Wednesday 11 July 2018
When 'do-it-yourself' took off in the post-war years helped along by the swinging '60s, the destruction of old Victorian houses replaced by new tower blocks and one Barry Bucknell, whose television DIY exploits in black and white – destroying antique fireplaces and cladding doors with charmless hardboard coated in gloss paint – we were witnessing the start of the 'disposable society', which we are now so familiar with. Being handy with tools and turning an old dwelling into a place of modernity was almost 'de rigueur'. The trouble was that not everyone had the skills or the time to learn them properly, so tool manufacturers could see there might be opportunities to make these tasks easier. Power tool sales took off very gradually despite their convenience of operation and hand tools were made more accessible to novices. A good example was the Paramo Planemaster: a disposable blade plane from a now defunct company that was originally known as F. Paramore & Sons based in Rotherham, but latterly known as Paramo Tools Group Ltd. Never manufacturing on the scale of a company like Record Tools, nevertheless Paramo produced a variety of hand tools, vices and cramps. They came up with the Planemaster, which, in theory, touched all bases. It came in two sizes and it was light and comfortable in use. It was also versatile as it was designed as a rebate plane that could be used as a jack plane and it had disposable blades, thus making it easier to set up and use. That was the theory but, like so many tool fads, it didn't last and neither has the Stanley equivalent – the RB10.

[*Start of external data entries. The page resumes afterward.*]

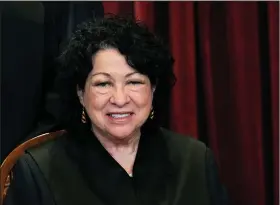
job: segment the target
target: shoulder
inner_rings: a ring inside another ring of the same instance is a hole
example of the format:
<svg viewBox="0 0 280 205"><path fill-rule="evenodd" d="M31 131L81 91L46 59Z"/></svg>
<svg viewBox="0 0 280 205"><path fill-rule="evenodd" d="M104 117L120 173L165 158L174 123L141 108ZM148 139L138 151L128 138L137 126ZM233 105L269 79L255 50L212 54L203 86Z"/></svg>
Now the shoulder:
<svg viewBox="0 0 280 205"><path fill-rule="evenodd" d="M48 184L40 165L49 166L54 157L56 147L63 144L66 134L47 140L25 150L12 169L12 181L7 192L5 205L52 204ZM25 190L22 192L22 190Z"/></svg>
<svg viewBox="0 0 280 205"><path fill-rule="evenodd" d="M205 170L208 148L203 142L164 128L161 128L160 133L165 141L169 160L175 167Z"/></svg>
<svg viewBox="0 0 280 205"><path fill-rule="evenodd" d="M205 153L207 150L207 147L203 142L191 136L182 135L165 128L160 128L160 134L166 141L169 149L183 152L184 155L187 152Z"/></svg>
<svg viewBox="0 0 280 205"><path fill-rule="evenodd" d="M57 147L58 144L61 144L64 140L65 134L62 134L57 138L47 139L37 145L33 144L32 146L25 148L24 154L16 160L12 169L12 173L15 175L15 181L16 178L20 178L21 180L25 179L32 183L32 180L35 179L34 176L36 176L36 173L40 173L37 159L42 158L40 161L48 163L51 158L47 159L47 157L52 155L55 147Z"/></svg>
<svg viewBox="0 0 280 205"><path fill-rule="evenodd" d="M48 186L36 162L28 153L25 153L12 169L12 180L4 205L44 205L45 201L52 204Z"/></svg>
<svg viewBox="0 0 280 205"><path fill-rule="evenodd" d="M59 158L61 152L64 153L67 141L68 134L63 133L59 137L47 140L38 146L27 149L26 154L32 158L40 170L49 170L53 161Z"/></svg>
<svg viewBox="0 0 280 205"><path fill-rule="evenodd" d="M55 138L44 140L36 146L29 147L25 150L25 153L30 155L42 155L44 153L53 154L54 150L58 147L64 146L68 138L68 133L64 132L59 134Z"/></svg>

In truth, it is too light. A hand plane needs to be solid and heavy, the weight keeping it firmly on the wood and moving smoothly ahead. The ingenious blade mounting and adjustment mechanism is a little bit fiddly when trying to tilt the blade from side to side – I found that a tap with a hammer worked better. The fence was a bit of an add-on gimmick – clamping a batten in place was a better option. Lastly, the blades were factory-ground, which, to be honest, wasn't the same as being carefully sharpened and honed by a craftsman. Somehow the lack of long, thick continuous blade metal seemed to contribute to a less than sparkling cutting performance. I think the blades that I got with my auction specimen were already used and tricky to hone because they are so small. Happily you can still buy Stanley RB10 blades straight or cambered, depending on use. It works, after a fashion, but it's not about to enjoy a revival. Like Paramo Ltd itself, it too is a footnote in British tool history.